Gold 'Bullish' as Banks Hike 2026 Forecasts, Tether Hires HSBC Traders
GOLD BULLION hit 3-week highs in London on Tuesday, trading 3.4% above the weekend's level before dropping back through $4100 as major banks continued hiking their 2026 price forecasts and Bloomberg announced that crypto-token platform Tether has hired senior traders from London and global bullion giant HSBC.
"We remain bullish on gold," says Swiss bank and London bullion clearers UBS, calling the precious metal "an effective portfolio diversifier and hedge" and repeating the bank's 12-month price forecast of $4200 with potential for a pop $500 above that on "any significant rise in political and financial market risks."
Major financial brands Bank of America, Goldman Sachs, HSBC and Société Générale now predict a gold price of $5000 for 2026, while the private bank division of US financial giant J.P.Morgan forecasts a high of $5200 or $5300 by the end of 2026.
Goldman Sachs came into 2025 predicting that gold would reach $3000 by the end of this year − "one of the more bullish" gold price forecasts according to the Financial Times in January − while J.P.Morgan Private Bank predicted $3150.
Gold prices today touched $4148 per Troy ounce before falling $50 as New York's Nasdaq Index of tech stocks opened the day 0.6% lower.
"Tether Hires Top HSBC Gold Traders to Take on Bullion Market," says Bloomberg meantime, a fortnight after saying "J.P.Morgan's Grip on London Gold Vaults Challenged by Rival Banks" above a story claiming that Citigroup and Morgan Stanley "are seeking" to build and offer vaulting services in London − global bullion's trading and storage hub − while also hoping to become clearing members of the London market.
Never yet audited but attesting to $12.9 billion of corporate gold holdings at end-September − plus $9.9bn in Bitcoin and "approximately $135bn exposure to US Treasuries, direct and indirect" − Tether launched 'Tether Gold Tokens' under the laws of El Salvador four years ago.
Separate from its Dollar-tracking stablecoin but similarly using the Ethereum blockchain, Tether Gold (XAUt) now has a market cap of $1.5 billion if not $2.1bn, with 24-hour trading volume reportedly 6 times larger again.
"While we all know that past performance does not guarantee future results," says a new note from $2.2 trillion asset managers Pimco, "we expect the secular forces of recent years to persist, underpinning commodity returns for years to come."

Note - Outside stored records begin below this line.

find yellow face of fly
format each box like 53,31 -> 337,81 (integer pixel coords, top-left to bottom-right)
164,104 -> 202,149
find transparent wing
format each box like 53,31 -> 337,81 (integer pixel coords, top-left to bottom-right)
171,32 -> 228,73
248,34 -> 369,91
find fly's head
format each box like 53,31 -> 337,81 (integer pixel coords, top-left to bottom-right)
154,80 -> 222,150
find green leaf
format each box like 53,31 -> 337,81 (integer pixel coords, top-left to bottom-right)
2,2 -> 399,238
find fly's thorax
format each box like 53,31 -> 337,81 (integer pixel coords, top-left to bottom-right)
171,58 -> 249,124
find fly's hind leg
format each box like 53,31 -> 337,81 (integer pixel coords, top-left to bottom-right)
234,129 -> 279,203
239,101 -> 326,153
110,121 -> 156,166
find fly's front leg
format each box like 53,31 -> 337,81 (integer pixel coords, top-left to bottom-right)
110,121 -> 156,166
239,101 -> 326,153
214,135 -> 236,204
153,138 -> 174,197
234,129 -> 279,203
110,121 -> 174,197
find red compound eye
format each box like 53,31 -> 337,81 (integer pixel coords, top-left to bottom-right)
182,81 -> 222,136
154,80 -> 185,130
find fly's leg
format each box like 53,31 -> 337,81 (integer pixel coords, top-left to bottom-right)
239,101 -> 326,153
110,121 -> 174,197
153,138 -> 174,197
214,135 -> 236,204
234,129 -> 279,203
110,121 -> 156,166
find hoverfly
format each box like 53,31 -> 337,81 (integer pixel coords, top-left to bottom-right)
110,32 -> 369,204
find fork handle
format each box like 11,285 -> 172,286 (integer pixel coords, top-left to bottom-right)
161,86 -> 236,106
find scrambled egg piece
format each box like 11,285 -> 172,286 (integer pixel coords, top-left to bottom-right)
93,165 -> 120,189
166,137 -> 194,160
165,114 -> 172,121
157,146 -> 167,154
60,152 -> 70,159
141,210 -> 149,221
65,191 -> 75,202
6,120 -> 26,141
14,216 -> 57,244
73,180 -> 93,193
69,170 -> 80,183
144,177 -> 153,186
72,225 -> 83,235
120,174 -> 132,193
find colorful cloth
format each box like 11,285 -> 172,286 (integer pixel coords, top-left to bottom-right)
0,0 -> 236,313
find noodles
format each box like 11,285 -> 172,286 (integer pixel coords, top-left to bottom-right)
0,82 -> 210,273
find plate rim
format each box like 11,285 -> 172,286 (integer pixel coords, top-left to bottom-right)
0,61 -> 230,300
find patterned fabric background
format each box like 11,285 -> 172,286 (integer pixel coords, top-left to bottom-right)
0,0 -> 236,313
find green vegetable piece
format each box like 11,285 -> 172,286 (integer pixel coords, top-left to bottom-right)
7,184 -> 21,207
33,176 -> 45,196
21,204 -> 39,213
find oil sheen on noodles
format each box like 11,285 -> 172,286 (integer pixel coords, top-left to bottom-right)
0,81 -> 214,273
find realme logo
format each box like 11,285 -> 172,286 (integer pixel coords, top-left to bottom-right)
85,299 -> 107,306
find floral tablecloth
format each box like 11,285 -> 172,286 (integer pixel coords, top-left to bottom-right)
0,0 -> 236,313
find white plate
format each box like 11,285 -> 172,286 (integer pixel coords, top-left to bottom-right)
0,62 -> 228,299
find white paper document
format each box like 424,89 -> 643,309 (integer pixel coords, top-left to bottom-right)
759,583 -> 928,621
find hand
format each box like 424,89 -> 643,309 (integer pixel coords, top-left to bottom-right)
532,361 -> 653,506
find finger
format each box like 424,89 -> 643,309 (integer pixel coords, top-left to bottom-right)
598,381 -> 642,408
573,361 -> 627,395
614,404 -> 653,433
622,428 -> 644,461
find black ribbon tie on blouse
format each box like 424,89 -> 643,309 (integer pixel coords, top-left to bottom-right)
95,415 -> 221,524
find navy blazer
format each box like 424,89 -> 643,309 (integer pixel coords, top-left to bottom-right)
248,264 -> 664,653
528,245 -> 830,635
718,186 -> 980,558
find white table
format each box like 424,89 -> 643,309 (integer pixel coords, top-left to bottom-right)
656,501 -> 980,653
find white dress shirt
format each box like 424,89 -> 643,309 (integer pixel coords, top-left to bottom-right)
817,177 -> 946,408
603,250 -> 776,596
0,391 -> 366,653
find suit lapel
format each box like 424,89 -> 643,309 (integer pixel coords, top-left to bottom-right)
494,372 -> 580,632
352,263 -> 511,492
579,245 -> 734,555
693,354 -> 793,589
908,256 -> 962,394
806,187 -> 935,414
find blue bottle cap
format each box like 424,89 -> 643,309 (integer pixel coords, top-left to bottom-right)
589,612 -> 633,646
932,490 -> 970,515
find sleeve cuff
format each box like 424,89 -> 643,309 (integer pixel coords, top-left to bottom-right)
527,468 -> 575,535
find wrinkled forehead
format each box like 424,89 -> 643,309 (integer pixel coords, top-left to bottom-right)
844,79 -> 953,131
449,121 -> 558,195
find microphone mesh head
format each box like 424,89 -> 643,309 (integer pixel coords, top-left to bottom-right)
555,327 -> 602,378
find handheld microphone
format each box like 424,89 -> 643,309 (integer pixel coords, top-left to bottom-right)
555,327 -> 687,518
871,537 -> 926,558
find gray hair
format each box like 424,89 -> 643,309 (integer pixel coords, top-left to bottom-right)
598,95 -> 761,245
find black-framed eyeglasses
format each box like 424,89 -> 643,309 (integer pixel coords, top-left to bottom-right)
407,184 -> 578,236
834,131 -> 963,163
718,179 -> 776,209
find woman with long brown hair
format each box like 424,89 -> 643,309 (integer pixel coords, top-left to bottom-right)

"Political uncertainty should continue to support gold," says Switzerland's UBS, adding that "Elevated global government debt boosts demand for gold [while] the Federal Reserve’s easing path and US Dollar weakness are also supportive."
Société Générale, France's third largest bank, this year joined Germany's Deutsche Bank and Japanese trading house Mitsui − who both exited precious metals during gold's post-financial crisis bear market a decade ago − in returning to bullion trading after quitting in 2019.
Silver prices meantime lost 75 cents on Tuesday from its own sudden 3-week high near $51.25 per Troy ounce, while fellow industrial precious metals platinum and palladium dropped from their highest in a week at $1600 and $1450 respectively.
UK unemployment rose to 5.0% on today's figures for September − the worst since Christmas 2020's Covid lockdowns − while business sentiment in world No.3 economy Germany defied analyst forecasts to fall on the latest ZEW survey.
Tether's hires from HSBC include Mathew O'Neill, who worked at the bank since graduating in 2008, and Vincent Domien, still currently listed as a member of the board of trade body the London Bullion Market Association.
This year's steep gold and silver gains, plus the precious metals' price volatility has also attracted energy trading houses including Trafigura and Gunvor.